No existe, por ahora, una prueba concluyente de que Isabel la Católica o Fernando el Católico visitaran personalmente Marchena. Pero sus decisiones llegaban hasta aquí y afectaban directamente a la vida de sus habitantes.
Cien lanzas debían salir desde Marchena
Uno de los documentos más reveladores contiene una orden del rey Fernando a Beatriz Pacheco, viuda de Rodrigo Ponce de León. El monarca le pedía que preparase cien lanzas, acompañadas por un caballero de su casa, para que salieran desde Marchena el día de Santa María de agosto.

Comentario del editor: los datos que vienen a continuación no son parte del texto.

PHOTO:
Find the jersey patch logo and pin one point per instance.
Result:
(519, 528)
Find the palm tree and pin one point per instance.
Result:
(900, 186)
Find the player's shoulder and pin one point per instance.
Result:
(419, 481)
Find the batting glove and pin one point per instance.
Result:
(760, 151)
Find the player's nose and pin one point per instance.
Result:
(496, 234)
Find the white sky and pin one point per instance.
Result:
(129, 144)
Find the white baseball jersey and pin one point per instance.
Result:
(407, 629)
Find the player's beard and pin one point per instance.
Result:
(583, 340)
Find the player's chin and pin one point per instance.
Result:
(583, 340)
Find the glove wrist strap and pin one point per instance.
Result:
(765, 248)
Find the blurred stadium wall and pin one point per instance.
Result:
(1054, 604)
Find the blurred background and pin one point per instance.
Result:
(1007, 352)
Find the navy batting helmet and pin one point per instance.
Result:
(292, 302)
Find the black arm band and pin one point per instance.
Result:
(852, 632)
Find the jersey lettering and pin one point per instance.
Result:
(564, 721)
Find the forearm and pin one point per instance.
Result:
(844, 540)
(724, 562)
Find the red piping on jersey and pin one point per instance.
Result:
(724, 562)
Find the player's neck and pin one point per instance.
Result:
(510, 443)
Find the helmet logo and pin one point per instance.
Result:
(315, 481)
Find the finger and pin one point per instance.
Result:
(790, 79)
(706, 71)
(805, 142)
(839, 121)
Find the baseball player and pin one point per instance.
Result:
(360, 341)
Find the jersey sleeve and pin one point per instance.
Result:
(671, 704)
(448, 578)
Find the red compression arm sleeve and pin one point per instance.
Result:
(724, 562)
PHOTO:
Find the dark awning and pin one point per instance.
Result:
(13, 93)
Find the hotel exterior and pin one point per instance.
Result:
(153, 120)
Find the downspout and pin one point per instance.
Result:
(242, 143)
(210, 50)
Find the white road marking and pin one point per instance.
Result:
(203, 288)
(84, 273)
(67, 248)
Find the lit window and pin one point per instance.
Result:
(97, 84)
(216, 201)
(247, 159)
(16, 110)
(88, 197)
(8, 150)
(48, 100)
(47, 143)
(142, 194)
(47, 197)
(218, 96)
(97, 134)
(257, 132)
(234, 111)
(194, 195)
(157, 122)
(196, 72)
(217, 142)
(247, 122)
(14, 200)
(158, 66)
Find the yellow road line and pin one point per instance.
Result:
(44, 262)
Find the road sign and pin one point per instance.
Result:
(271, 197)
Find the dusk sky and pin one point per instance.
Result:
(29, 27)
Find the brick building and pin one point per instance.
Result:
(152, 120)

La palabra “lanza” no se refería solamente al arma ni, necesariamente, a un único soldado. Era una forma de contar las unidades de caballería que un noble debía mantener al servicio del rey. Alrededor del hombre de armas podían desplazarse escuderos, ayudantes, caballos, alimentos y equipos.
Reunir cien lanzas exigía dinero, animales, armas, alojamiento y una importante organización. La carta convierte a Marchena en algo parecido a una base militar desde la que podían partir las tropas de los Ponce de León cuando la Corona reclamaba sus servicios.
No era casual. Rodrigo Ponce de León había sido uno de los grandes capitanes de la guerra de Granada. Su poder dependía de su capacidad para movilizar rápidamente hombres y recursos, y Marchena era una de las principales villas de sus dominios.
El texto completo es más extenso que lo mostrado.